Complete step-by-step answer:
We are given with an equation of a parabola $A{y^2} + By + Cx + D = 0,\left( {ABC \ne 0} \right)$and we have to find the length of latus rectum, its y-coordinate, its x-coordinate and position of an axis according to the options given.
So, let’s just begin with changing this equation into a general form of a parabola, i.e. ${Y^2} = \pm 4aX{\text{ or }}{{\text{X}}^2} = \pm 4aY$
$\Rightarrow A{y^2} + By + Cx + D = 0 \Rightarrow {y^2} + \dfrac{B}{A}y + \dfrac{C}{A}x + \dfrac{D}{A} = 0$
We will try to make a perfect square of y to make in the form ${Y^2} = \pm 4aX$
$\Rightarrow {y^2} + 2 \times \dfrac{1}{2} \times \dfrac{B}{A}y + \dfrac{C}{A}x + \dfrac{D}{A} = 0 \Rightarrow \left( {{y^2} + 2 \times \dfrac{B}{{2A}}y + \dfrac{{{B^2}}}{{4A}}} \right) - \dfrac{{{B^2}}}{{4A}} + \dfrac{C}{A}x + \dfrac{D}{A} = 0$
Now, we use the identity ${\left( {a - b} \right)^2} = {a^2} - 2ab + {b^2}$ in the above transformed equation as:
$\Rightarrow {\left( {y + \dfrac{B}{{2A}}} \right)^2} = - \dfrac{{Cx}}{A} - \dfrac{D}{A} + \dfrac{{{B^2}}}{{4{A^2}}} = - \dfrac{C}{A}\left( {x + \dfrac{D}{C} - \dfrac{{{B^2}}}{{4AC}}} \right)$
Therefore, we got the final equation of parabola as $\Rightarrow {\left( {y + \dfrac{B}{{2A}}} \right)^2} = - \dfrac{C}{A}\left( {x + \dfrac{D}{C} - \dfrac{{{B^2}}}{{4AC}}} \right)$ (1)
But we know that a general equation of a parabola is of the form ${Y^2} = \pm 4aX$ (2)
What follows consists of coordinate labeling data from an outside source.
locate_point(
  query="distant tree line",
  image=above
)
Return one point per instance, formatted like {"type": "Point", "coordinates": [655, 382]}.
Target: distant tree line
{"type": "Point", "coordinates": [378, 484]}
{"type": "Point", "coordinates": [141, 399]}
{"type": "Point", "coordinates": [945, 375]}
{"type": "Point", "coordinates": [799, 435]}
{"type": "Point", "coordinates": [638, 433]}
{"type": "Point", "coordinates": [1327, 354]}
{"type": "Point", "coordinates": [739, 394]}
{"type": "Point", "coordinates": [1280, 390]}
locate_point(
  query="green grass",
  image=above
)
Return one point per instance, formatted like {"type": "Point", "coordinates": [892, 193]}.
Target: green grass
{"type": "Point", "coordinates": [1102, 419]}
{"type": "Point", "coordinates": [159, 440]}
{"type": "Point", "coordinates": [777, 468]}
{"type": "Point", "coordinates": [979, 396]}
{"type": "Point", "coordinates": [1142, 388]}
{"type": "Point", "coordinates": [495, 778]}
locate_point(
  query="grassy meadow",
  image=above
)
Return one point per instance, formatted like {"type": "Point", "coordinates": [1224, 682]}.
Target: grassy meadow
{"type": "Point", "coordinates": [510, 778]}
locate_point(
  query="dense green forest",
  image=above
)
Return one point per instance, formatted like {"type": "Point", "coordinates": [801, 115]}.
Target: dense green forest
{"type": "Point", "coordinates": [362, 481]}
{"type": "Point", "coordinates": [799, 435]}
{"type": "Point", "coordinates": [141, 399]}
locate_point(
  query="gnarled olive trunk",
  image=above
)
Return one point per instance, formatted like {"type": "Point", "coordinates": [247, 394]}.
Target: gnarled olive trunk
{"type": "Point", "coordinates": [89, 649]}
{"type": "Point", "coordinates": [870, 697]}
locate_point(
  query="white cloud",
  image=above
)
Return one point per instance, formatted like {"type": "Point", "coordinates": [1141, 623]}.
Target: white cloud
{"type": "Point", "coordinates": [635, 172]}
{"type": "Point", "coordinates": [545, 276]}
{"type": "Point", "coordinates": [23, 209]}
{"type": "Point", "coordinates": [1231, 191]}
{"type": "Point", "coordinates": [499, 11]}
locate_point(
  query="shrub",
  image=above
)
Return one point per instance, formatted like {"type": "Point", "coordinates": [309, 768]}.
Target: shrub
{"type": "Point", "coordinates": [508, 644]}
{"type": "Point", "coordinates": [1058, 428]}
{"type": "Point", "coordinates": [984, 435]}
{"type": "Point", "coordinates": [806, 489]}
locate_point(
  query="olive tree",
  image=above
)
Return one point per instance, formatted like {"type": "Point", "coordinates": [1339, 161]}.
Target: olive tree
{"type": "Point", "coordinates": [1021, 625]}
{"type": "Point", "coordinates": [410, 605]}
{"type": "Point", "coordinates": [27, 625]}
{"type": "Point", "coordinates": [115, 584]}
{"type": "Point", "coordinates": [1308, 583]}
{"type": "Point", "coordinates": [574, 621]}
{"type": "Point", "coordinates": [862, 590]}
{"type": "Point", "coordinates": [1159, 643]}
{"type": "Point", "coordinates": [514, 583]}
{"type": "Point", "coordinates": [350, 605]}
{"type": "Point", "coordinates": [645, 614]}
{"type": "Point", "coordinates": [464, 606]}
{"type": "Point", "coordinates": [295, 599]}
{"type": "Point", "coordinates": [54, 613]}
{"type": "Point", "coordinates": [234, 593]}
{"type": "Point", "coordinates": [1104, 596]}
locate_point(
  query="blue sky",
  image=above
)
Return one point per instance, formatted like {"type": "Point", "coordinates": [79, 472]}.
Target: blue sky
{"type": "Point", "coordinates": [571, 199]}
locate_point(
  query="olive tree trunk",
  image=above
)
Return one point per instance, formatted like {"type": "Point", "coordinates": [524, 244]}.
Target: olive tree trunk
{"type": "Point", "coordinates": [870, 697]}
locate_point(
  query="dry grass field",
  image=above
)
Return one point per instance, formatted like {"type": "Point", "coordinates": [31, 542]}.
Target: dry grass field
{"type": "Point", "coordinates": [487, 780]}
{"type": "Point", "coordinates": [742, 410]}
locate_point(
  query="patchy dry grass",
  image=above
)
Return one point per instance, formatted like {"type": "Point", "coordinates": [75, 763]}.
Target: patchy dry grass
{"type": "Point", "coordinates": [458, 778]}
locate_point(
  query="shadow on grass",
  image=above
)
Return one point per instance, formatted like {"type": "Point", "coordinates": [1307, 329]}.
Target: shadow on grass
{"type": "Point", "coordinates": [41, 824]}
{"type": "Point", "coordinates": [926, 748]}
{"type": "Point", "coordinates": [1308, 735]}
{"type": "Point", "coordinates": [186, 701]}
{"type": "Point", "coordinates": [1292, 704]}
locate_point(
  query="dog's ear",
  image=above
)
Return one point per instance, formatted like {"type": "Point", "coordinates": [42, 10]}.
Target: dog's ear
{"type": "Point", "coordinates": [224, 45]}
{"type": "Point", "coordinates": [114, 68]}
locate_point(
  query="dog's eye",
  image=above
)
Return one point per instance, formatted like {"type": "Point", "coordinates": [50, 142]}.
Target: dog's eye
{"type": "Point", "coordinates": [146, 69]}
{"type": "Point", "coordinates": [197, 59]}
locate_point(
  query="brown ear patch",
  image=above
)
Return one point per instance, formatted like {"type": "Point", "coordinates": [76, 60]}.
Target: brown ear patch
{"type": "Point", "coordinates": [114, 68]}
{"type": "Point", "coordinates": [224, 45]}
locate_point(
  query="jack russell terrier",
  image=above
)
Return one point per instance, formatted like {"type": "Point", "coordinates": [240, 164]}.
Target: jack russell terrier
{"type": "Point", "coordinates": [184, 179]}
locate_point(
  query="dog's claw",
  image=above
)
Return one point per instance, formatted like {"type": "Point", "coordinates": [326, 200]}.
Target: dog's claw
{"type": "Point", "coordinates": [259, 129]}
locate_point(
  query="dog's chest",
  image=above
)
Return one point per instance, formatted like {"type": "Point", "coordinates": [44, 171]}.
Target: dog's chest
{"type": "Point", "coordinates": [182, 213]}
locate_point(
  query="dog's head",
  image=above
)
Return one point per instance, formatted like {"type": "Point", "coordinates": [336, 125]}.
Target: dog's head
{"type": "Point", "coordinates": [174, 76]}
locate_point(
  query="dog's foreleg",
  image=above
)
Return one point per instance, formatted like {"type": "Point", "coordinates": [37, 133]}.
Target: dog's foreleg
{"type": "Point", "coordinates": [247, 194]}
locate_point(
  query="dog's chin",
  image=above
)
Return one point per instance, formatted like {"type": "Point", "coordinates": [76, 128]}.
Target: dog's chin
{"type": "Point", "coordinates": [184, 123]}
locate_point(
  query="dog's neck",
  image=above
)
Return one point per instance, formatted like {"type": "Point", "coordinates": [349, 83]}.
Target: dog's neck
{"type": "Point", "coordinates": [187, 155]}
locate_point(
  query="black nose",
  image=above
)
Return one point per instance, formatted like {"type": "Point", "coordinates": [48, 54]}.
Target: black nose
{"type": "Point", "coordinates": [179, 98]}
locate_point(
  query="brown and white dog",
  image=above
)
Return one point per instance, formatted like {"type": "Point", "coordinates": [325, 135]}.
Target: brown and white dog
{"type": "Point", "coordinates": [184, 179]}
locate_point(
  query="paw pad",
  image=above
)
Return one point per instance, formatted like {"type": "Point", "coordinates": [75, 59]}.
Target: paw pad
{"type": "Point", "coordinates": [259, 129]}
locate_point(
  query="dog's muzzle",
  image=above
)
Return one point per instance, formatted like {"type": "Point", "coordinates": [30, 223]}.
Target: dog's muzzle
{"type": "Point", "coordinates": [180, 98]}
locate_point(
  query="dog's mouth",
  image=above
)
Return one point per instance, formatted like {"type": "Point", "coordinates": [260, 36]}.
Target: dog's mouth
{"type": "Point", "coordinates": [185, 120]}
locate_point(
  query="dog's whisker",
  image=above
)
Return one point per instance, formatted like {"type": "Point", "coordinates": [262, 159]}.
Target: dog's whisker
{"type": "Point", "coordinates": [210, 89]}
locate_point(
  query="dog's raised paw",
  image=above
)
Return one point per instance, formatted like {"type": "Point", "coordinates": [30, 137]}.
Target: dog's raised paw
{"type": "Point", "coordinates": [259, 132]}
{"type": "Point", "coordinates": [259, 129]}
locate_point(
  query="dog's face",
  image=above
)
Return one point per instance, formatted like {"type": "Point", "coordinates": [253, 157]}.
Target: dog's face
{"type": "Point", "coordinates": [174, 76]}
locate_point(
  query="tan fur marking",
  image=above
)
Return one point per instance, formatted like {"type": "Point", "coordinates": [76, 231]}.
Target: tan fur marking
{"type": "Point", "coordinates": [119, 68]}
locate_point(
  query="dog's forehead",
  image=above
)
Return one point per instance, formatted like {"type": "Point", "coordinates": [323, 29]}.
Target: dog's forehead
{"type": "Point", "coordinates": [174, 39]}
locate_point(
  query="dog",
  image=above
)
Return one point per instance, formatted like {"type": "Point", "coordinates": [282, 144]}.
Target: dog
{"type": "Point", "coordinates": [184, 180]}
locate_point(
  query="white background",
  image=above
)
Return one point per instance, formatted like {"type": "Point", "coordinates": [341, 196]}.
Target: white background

And in general form the length of the latus rectum of the parabola$= 4a$
So, by comparing equation (1) and (2), we get: $\Rightarrow 4a = - \dfrac{C}{A}$
Therefore, the length of the latus rectum is $\left| {\dfrac{C}{A}} \right|$
For a parabola of form${Y^2} = \pm 4aX$, the x-axis will be the axis of symmetry. Therefore, we can say that the axis of this parabola is horizontal.
For finding x-coordinate and y-coordinate, we just need to put $X = 0{\text{ and }}Y = 0$
From comparing (1) and (2) again, we get: $X = 0 \Rightarrow x + \dfrac{D}{C} - \dfrac{{{B^2}}}{{4AC}} = 0 \Rightarrow x = - \dfrac{D}{C} + \dfrac{{{B^2}}}{{4AC}}$ and similarly for y: $Y = 0 \Rightarrow y + \dfrac{B}{{2A}} = 0 \Rightarrow y = - \dfrac{B}{{2A}}$
Hence, we can say from the above results that the option (A) and (C) are correct.

So, the correct answers are “Option A” and “Option C”.

Note: Try to be careful when transforming the given equation into the general form. Notice the transformations of multiplication and division of $\dfrac{B}{A}y$ by $2$ , and the addition and subtraction of $\dfrac{{{B^2}}}{{4A}}$ in the equation in order to make a perfect square of y-coordinate. Completing the square using ${a^2} - 2ab + {b^2} = {\left( {a - b} \right)^2}$was a crucial part of the solution.